I'm with you, rat. I know how it feels to run around in circles yelling defiance - inwardly, at least. The problem is, my cage is a tighter fit than yours.
We have reduced permanent exclusions at our school to zero. But to keep in school those pupils whose lives began to go off track the moment they were born into poverty and social dislocation takes a shedload of hard work and money.
Nationally, more than 5,000 young people are permanently excluded every year. My school doesn't add to them any more. But my local authority "improvement adviser", glancing at our figures, said: "Ofsted doesn't like to see that. It looks as if you artificially inflated the figures to get the drop."
I am starting to see the bars of the trap.
As head, I am responsible for all my pupils. I do not exclude because I know that only 1 per cent of permanently excluded children achieve five A*-C GCSE equivalents, since there is nothing out there for them and the pupil referral units are not working despite the dedication of their staff.

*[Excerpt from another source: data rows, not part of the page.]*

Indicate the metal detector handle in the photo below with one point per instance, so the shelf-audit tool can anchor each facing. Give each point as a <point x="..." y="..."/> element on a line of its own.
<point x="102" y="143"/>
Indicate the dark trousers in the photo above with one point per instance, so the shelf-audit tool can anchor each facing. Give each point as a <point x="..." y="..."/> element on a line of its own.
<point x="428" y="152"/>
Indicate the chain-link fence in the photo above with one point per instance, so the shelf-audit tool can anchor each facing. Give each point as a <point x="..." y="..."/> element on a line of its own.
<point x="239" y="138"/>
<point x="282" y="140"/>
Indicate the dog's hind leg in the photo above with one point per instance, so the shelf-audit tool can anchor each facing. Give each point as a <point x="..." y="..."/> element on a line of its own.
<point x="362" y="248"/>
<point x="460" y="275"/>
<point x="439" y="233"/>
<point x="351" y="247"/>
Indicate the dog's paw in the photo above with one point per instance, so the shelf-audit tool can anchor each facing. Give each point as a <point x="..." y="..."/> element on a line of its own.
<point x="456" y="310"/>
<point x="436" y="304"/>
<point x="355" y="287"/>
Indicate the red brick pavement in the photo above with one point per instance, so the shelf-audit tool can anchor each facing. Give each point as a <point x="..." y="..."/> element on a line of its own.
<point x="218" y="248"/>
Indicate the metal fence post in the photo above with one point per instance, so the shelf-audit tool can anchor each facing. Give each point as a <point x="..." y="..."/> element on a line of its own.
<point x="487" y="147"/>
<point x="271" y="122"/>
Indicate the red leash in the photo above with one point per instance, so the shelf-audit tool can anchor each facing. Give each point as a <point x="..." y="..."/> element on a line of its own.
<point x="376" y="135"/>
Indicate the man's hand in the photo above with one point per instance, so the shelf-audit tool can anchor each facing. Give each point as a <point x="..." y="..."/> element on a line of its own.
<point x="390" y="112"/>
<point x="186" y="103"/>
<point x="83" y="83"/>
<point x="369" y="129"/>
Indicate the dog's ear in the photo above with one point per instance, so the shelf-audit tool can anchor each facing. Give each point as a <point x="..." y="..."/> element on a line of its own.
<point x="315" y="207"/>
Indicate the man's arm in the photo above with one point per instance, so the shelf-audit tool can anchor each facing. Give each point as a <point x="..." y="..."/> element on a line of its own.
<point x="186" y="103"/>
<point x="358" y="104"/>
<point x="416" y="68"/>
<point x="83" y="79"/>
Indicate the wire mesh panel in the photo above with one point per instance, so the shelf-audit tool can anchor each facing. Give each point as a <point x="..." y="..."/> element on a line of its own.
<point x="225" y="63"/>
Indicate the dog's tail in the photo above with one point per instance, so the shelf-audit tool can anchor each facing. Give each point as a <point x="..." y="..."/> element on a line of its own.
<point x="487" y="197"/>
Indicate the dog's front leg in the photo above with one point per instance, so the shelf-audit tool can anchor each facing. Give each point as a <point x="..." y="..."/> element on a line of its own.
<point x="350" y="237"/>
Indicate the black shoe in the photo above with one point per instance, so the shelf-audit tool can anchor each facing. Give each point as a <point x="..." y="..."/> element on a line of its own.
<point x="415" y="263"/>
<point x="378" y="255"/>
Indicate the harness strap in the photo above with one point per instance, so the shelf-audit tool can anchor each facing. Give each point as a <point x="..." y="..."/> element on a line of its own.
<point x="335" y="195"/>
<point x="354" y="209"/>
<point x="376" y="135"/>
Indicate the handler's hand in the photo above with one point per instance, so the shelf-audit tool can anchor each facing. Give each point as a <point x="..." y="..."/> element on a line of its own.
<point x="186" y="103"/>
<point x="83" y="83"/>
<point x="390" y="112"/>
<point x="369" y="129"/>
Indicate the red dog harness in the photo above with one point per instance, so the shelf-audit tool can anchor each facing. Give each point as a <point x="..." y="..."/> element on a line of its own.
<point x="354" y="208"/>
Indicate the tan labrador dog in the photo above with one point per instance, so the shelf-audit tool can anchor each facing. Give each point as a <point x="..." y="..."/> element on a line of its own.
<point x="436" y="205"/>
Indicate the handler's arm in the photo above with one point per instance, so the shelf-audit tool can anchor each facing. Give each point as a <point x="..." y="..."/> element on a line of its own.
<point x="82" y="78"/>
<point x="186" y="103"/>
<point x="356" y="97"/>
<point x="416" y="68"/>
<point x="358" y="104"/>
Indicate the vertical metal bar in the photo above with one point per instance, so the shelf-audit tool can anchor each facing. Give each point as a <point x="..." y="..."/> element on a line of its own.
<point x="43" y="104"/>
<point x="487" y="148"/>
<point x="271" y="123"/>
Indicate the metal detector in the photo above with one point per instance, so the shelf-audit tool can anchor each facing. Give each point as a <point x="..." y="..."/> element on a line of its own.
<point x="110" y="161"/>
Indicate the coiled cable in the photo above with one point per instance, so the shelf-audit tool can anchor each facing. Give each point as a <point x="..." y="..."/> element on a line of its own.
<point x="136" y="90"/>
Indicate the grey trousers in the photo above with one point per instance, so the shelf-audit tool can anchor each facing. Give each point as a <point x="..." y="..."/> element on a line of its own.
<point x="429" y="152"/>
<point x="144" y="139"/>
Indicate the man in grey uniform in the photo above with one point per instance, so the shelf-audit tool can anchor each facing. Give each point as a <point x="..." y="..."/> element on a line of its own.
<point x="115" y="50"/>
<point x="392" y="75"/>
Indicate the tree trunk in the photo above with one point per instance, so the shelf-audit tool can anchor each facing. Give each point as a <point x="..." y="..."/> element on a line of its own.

I also know children are much more likely to be excluded if they have special educational needs, their family is poor or if they are in care. But you keep these sort of children in school at a heavy cost in time, resources and to the school's reputation.
The trap is closing.
So we no longer permanently exclude pupils. At my school, behaviour is pretty good overall but it still takes endless hard work in classrooms. Teachers have to manage children whose behaviour, on occasion (depending on what dad has done to mum or boyfriend has done to mum, or what mum has been popping or drinking the night before), is off the scale. At the same time they have to teach the others.
And heads have a duty to protect "the others": the vast majority of pupils who are loved and supported by their families, as well as those who are not so supported but somehow transcend their home lives and want to succeed.
Then you deal with the parent who says: "I didn't bring up my child to behave like that. Why should they be in classes where others do?" I don't have the answer.
The trap shuts.
You are caught between the demands of a dysfunctional inspection system, the rights of the disadvantaged and the entitlement of the majority.
But at the end of each working day I go free. My analogy is all wrong: it's not me who's in the trap, it's the excluded children. And they're not getting out.